Margaret, we will pray that the spider mites don't find your dahlias. . .

They are something of a bane to my existence!

Spider mites can be killed with a soap spray but I think you can almost kill more of them with a hose and just water. Combining the 2 once a week, is a good approach. As long as it is hot and dry, and the mites have found the dahlias . . . oh boy. It just goes on & on.

I really don't find digging & storing them all that difficult. The bed is very nearly prepared for the next year's plants - something I'd need to do anyway, maybe just waiting for spring.

When I just had a few plants, I would just plunk the whole entire thing in a box of leaves and carry it downstairs. That's a little heavy . . . The soil is washed off now. I know, I'm not supposed to do that but they then sit in a garage for a little while to dry and getting the soil off allows me to find the old tuber & damaged new ones - and take them off. Then they are dropped in dry peat moss (not always easy to find) and downstairs they go. Much lighter!

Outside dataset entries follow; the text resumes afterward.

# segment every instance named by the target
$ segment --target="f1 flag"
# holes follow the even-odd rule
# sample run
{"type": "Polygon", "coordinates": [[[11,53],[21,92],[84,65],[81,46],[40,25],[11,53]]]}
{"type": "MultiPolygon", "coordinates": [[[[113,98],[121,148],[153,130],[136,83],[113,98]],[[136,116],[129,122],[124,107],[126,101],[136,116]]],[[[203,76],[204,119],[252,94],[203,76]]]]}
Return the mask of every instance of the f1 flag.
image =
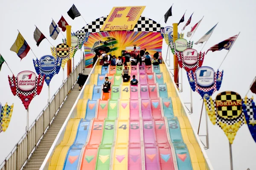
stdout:
{"type": "Polygon", "coordinates": [[[50,37],[53,40],[56,40],[60,31],[53,20],[52,20],[52,23],[50,25],[50,37]]]}
{"type": "MultiPolygon", "coordinates": [[[[185,12],[185,13],[186,13],[186,12],[185,12]]],[[[178,23],[178,26],[180,23],[183,23],[184,22],[184,18],[185,18],[184,17],[185,17],[185,13],[184,13],[184,14],[182,16],[182,17],[181,18],[181,19],[180,19],[180,21],[179,21],[179,23],[178,23]]]]}
{"type": "Polygon", "coordinates": [[[79,11],[78,11],[76,7],[74,4],[73,4],[72,7],[71,7],[70,10],[67,11],[67,14],[72,19],[72,20],[74,20],[75,18],[81,15],[81,14],[79,12],[79,11]]]}
{"type": "Polygon", "coordinates": [[[3,59],[3,57],[0,54],[0,71],[1,71],[1,68],[2,68],[2,65],[3,65],[3,64],[5,61],[5,60],[3,59]]]}
{"type": "Polygon", "coordinates": [[[61,16],[60,20],[58,22],[58,25],[61,28],[61,30],[63,32],[65,32],[66,31],[66,26],[68,26],[68,24],[65,20],[65,19],[63,17],[63,16],[61,16]]]}
{"type": "Polygon", "coordinates": [[[36,45],[38,47],[39,46],[39,44],[40,44],[41,42],[45,38],[46,38],[45,36],[36,26],[35,30],[34,31],[34,39],[36,42],[36,45]]]}
{"type": "Polygon", "coordinates": [[[214,52],[215,51],[221,51],[222,49],[225,49],[227,50],[229,50],[232,44],[235,42],[235,40],[237,37],[237,35],[236,35],[232,37],[228,38],[223,41],[221,42],[218,44],[213,45],[209,48],[206,52],[206,54],[209,51],[211,51],[214,52]]]}
{"type": "Polygon", "coordinates": [[[196,24],[195,24],[195,26],[194,26],[193,27],[191,28],[191,30],[190,31],[190,32],[189,31],[188,32],[188,33],[187,34],[187,37],[191,37],[191,36],[192,35],[192,34],[193,33],[194,33],[195,31],[197,29],[198,27],[199,26],[199,24],[200,24],[200,23],[201,22],[201,21],[202,21],[202,20],[203,20],[203,18],[202,18],[201,19],[201,20],[200,20],[199,21],[199,22],[198,22],[196,24]]]}
{"type": "MultiPolygon", "coordinates": [[[[193,12],[193,14],[194,14],[194,12],[193,12]]],[[[192,18],[192,15],[193,15],[193,14],[191,14],[191,16],[190,16],[190,17],[189,17],[189,20],[188,20],[187,23],[186,23],[185,26],[184,26],[184,27],[183,27],[183,29],[182,29],[182,30],[184,30],[186,27],[189,25],[189,24],[190,23],[190,22],[191,22],[191,18],[192,18]]]]}
{"type": "Polygon", "coordinates": [[[167,22],[167,20],[168,20],[168,18],[169,17],[171,17],[172,15],[172,6],[171,6],[171,8],[167,11],[166,14],[164,14],[164,22],[165,23],[166,23],[167,22]]]}
{"type": "Polygon", "coordinates": [[[211,35],[212,35],[212,34],[213,30],[214,30],[214,29],[215,28],[215,27],[216,27],[217,24],[218,24],[218,23],[215,26],[214,26],[212,27],[212,29],[211,29],[207,32],[205,34],[204,34],[203,37],[202,37],[200,38],[199,40],[195,42],[195,44],[197,45],[199,43],[203,43],[205,41],[208,41],[210,37],[211,37],[211,35]]]}
{"type": "Polygon", "coordinates": [[[30,49],[30,47],[19,32],[16,40],[11,48],[10,48],[10,50],[16,53],[19,57],[20,58],[20,60],[21,60],[26,56],[30,49]]]}

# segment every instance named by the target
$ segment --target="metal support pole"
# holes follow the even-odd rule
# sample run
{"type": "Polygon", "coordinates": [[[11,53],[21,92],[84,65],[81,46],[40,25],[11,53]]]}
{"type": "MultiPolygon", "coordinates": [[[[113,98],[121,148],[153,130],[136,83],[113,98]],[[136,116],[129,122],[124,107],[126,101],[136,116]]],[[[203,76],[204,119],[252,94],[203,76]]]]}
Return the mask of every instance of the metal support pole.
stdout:
{"type": "MultiPolygon", "coordinates": [[[[193,91],[192,89],[190,88],[190,112],[192,113],[193,113],[193,91]]],[[[203,106],[204,106],[204,100],[203,101],[203,106]]],[[[203,109],[203,106],[202,106],[202,109],[203,109]]],[[[202,112],[201,112],[201,116],[202,115],[202,112]]]]}
{"type": "Polygon", "coordinates": [[[200,130],[200,124],[201,124],[201,119],[202,119],[202,113],[203,113],[203,108],[204,108],[204,100],[202,104],[202,109],[201,109],[201,114],[200,115],[200,119],[199,120],[199,125],[198,125],[198,135],[199,134],[199,130],[200,130]]]}
{"type": "Polygon", "coordinates": [[[230,145],[230,170],[233,170],[233,157],[232,156],[232,146],[231,144],[229,142],[230,145]]]}

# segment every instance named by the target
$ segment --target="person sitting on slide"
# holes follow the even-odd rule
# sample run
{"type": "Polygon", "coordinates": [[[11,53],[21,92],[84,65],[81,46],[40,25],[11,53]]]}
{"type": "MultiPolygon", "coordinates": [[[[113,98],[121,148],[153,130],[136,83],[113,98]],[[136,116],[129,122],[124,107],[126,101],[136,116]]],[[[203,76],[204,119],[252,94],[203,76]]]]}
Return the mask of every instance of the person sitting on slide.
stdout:
{"type": "Polygon", "coordinates": [[[139,82],[137,79],[135,78],[135,75],[132,76],[132,79],[131,80],[131,85],[137,85],[138,82],[139,82]]]}
{"type": "Polygon", "coordinates": [[[157,60],[155,57],[154,57],[154,60],[152,60],[152,64],[154,65],[159,65],[159,63],[158,62],[158,60],[157,60]]]}
{"type": "Polygon", "coordinates": [[[122,73],[123,80],[124,82],[127,82],[130,80],[130,76],[129,75],[129,69],[127,68],[127,66],[125,66],[125,69],[123,70],[122,73]]]}
{"type": "Polygon", "coordinates": [[[108,80],[108,77],[105,77],[105,81],[103,84],[103,89],[102,91],[104,93],[109,93],[110,90],[110,86],[111,85],[111,82],[108,80]]]}
{"type": "Polygon", "coordinates": [[[118,57],[118,59],[116,60],[116,65],[118,66],[121,66],[122,65],[122,57],[121,56],[118,57]]]}

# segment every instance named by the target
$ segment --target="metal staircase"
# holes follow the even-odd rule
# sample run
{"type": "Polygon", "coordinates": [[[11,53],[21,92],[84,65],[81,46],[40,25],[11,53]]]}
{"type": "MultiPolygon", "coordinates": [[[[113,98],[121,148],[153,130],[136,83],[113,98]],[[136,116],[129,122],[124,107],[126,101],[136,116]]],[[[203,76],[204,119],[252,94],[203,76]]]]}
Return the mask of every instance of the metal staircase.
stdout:
{"type": "MultiPolygon", "coordinates": [[[[83,74],[89,75],[90,70],[84,71],[83,74]]],[[[39,169],[80,92],[81,91],[79,91],[78,84],[76,84],[58,115],[52,121],[44,136],[41,140],[37,148],[32,153],[28,163],[23,167],[23,170],[39,169]]]]}

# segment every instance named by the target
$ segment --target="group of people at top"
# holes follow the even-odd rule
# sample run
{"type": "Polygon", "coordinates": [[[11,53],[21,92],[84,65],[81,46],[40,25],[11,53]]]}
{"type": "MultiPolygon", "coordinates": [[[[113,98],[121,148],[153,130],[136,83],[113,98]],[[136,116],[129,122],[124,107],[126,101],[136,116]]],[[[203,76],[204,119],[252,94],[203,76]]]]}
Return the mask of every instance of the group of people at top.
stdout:
{"type": "Polygon", "coordinates": [[[96,54],[93,57],[93,65],[95,64],[98,58],[99,58],[100,65],[105,66],[111,65],[112,66],[128,65],[127,63],[129,63],[131,65],[137,65],[138,63],[141,65],[143,62],[145,62],[146,65],[158,65],[159,64],[160,57],[159,53],[157,52],[154,54],[153,58],[150,56],[148,52],[146,51],[146,49],[140,51],[139,54],[136,57],[131,56],[129,54],[125,54],[124,52],[122,54],[122,57],[119,56],[116,58],[115,55],[111,56],[108,54],[105,51],[101,55],[96,54]]]}

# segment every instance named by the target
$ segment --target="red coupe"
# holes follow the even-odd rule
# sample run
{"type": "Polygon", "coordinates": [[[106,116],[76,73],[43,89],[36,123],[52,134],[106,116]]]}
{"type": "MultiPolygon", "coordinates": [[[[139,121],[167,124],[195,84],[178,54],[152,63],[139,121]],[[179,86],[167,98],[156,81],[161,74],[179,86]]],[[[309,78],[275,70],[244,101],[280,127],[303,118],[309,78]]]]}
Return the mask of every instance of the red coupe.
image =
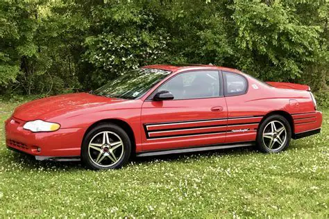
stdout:
{"type": "Polygon", "coordinates": [[[236,69],[152,65],[94,92],[34,100],[6,121],[8,148],[38,160],[116,168],[137,157],[256,146],[285,149],[320,132],[306,85],[262,82],[236,69]]]}

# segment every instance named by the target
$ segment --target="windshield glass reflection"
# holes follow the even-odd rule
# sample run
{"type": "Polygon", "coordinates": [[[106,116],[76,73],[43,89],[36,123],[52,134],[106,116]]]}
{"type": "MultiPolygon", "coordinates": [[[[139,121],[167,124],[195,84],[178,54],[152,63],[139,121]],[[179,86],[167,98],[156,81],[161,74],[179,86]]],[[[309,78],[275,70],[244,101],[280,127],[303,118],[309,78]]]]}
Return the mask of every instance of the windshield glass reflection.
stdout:
{"type": "Polygon", "coordinates": [[[125,72],[93,94],[123,99],[137,99],[171,72],[155,69],[138,69],[125,72]]]}

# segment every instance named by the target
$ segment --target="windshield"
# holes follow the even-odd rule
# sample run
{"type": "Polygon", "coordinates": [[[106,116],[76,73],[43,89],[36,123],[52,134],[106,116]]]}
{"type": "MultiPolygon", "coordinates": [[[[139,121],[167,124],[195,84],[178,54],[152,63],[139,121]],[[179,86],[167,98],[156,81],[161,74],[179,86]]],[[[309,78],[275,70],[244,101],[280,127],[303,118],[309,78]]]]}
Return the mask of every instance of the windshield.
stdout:
{"type": "Polygon", "coordinates": [[[171,72],[155,69],[138,69],[125,72],[96,89],[93,94],[123,99],[137,99],[171,72]]]}

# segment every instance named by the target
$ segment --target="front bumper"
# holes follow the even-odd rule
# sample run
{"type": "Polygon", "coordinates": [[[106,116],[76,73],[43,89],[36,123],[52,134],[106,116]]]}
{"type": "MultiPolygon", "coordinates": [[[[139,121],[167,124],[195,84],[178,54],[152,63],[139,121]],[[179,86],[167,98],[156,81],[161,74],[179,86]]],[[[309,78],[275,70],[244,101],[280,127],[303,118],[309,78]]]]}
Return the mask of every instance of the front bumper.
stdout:
{"type": "Polygon", "coordinates": [[[13,117],[5,122],[6,143],[9,149],[35,156],[37,159],[80,156],[87,128],[65,128],[53,132],[33,133],[23,129],[25,123],[13,117]]]}

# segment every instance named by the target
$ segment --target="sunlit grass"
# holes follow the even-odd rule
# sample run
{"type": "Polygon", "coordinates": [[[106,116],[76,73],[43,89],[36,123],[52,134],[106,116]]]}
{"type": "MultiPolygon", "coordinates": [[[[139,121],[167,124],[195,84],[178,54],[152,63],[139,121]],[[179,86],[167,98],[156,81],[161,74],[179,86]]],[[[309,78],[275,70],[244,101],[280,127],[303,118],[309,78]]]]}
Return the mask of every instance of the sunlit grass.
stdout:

I've had to shop around for dry peat some years. I've also had to split open the bale and spread it out on a tarp to dry in the sun. Didn't appreciate that nor the enormous weight of a wet bale of peat! Shopping around is easier.

Pine shavings seem to work as well but I'm left with trying to decide what to do with those come spring. I'm very comfortable treating peat moss as a compostable. I'm sure it doesn't degrade further but there's little possible harm to the garden.

Peat is mined. I'm not comfortable with that but I'm not burning it. It does not go out of existence in my gardens, that fairly easy to see and appreciate its value. Hopefully, the watershed that once built the peat won't be going away and it will be rebuilt. There is also coconut coir. There was a question about salt content but I'm way over my head in knowing anything about minerals and root storage.